Hace 2.000 años, cuando la seda era el producto estrella de los mercados, la ruta de los buques que la transportaban fue un espacio de acción comercial que conectaba a China, el único productor, con Mongolia, el subcontinente indio, Persia, Arabia, Siria, Turquía, Europa y África. La Nueva Ruta de la Seda, el proyecto emblemático del gobierno de Xi Jinping formulado en 2013, y el que labrará su nombre en la historia de las relaciones externas de China, es, en la realidad, un gigantesco fondo de recursos financieros para ser invertido en obras de infraestructura en el mundo entero.
Como una inmensa telaraña, la nueva ruta tiene un espectro de acción bastante más amplio y tiene como propósito final conectar eficientemente al país asiático con Europa, Medio Oriente, África y América Latina con la finalidad de generar, a través de la interacción entre los países, una inmensa y poderosa área de influencia china en prácticamente todo el globo terráqueo.

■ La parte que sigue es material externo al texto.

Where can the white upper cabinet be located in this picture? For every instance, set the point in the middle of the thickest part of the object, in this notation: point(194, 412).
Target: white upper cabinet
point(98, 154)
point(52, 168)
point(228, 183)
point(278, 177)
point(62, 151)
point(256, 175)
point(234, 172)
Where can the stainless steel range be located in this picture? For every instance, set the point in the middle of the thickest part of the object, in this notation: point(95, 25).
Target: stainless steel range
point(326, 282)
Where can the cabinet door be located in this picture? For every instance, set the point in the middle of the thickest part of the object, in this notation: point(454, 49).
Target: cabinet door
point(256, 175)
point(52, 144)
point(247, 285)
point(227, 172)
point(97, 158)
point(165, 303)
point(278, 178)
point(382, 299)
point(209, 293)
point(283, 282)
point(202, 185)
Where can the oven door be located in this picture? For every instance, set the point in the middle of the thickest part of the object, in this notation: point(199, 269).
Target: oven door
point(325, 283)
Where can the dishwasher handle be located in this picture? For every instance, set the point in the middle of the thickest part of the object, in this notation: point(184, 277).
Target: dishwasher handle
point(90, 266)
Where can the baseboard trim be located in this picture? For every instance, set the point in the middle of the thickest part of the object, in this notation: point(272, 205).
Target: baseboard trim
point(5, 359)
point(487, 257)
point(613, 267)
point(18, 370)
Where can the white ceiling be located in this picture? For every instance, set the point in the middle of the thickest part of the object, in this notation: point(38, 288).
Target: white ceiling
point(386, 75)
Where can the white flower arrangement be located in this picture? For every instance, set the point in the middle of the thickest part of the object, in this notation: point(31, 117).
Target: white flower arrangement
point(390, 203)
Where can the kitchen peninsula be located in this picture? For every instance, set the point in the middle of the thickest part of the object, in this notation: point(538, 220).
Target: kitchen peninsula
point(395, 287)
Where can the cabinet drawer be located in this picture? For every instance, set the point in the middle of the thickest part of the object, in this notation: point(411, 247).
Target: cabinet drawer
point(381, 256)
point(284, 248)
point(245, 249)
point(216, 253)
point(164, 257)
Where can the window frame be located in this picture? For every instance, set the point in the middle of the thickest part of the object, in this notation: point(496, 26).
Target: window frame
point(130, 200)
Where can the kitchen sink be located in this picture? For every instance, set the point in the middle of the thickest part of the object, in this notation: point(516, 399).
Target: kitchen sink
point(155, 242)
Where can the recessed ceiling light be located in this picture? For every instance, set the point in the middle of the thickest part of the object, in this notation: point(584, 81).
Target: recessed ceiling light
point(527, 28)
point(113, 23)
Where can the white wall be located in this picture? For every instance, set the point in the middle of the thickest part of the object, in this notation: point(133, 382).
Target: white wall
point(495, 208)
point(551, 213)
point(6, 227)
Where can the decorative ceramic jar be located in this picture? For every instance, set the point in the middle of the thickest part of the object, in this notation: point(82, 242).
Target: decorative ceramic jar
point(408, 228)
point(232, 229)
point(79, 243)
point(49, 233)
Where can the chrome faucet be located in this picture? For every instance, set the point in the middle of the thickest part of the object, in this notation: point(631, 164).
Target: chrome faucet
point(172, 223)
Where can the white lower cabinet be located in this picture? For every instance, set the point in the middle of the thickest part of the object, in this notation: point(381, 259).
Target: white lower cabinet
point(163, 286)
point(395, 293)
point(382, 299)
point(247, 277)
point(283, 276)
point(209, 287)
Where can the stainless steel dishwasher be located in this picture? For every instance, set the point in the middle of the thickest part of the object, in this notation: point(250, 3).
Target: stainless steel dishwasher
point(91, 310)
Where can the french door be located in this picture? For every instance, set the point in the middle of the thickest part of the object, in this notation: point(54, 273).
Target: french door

En nuestra área geográfica latinoamericana la tentacularidad china se inició bastante antes de la formulación de este proyecto y revestía, antes de 2013, la forma de un creciente y masivo comercio de exportación con algunos de nuestros países, al igual que adquiría la forma de importantes inversiones bilaterales en proyectos de interés común con el país receptor. 150.000 millones de dólares en poco más de una década.
El entramado de relaciones que se ha creado entre China y países del entorno geográfico nuestro, como Perú, Ecuador, Argentina, Chile. Uruguay, Bolivia, Costa Rica, Cuba y Venezuela no es deleznable y lo propio es considerar que el país asiático ha estado construyendo esta área de influencia estratégica y geopolítica de gran envergadura de manera planificada. Lo novedoso del asunto es que, en el presente, ya el gobierno chino admite de manera explícita su interés y su intención de estrechar sus lazos con áreas pujantes como las que existen en todo el continente nuestro y hasta anuncia los montos que pudiera estar interesado en destinar a este propósito. Para esta hora son ya 115, según el gobierno de Pekín, los países que han manifestado su respaldo a la iniciativa.
Pero mientras cada día que pasa las naciones del mundo encuentran más ventajas en aliarse a China para conseguir un beneficio financiero, la crítica norteamericana se vuelve más ácida en torno a ella. El presidente Trump parecería haber instruido a sus más connotados representantes y voceros para torpedear lo que se considera una abierta incursión en lo que, hasta nuestros días, ha sido un área estratégica de influencia de Norteamérica.
No cabe duda de que el financiamiento de proyectos como puentes, ferrocarriles, carreteras, aeropuertos y otras obras de infraestructura comporta un beneficio para los aportantes de fondos y sería necio creer que se trata de iniciativas filantrópicas. La meta no es solo la de expandir el comercio sino de generar un repago beneficioso para el prestamista. Nada más justo. Tampoco es equivocado aspirar a compartir liderazgos con otras potencias.
Estados Unidos, sin embargo, no termina de digerir que el mandatario chino, Xi Jinping, haya verbalizado un nuevo llamado el sábado pasado para que más países se unan al vasto proyecto de infraestructuras de Pekín. Pareciera que un nuevo choque de trenes está por producirse en un horizonte temporal cercano.
Mike Pompeo acaba de calificar estos flujos de dinero para las naciones al sur del Río Grande como “préstamos corrosivos”.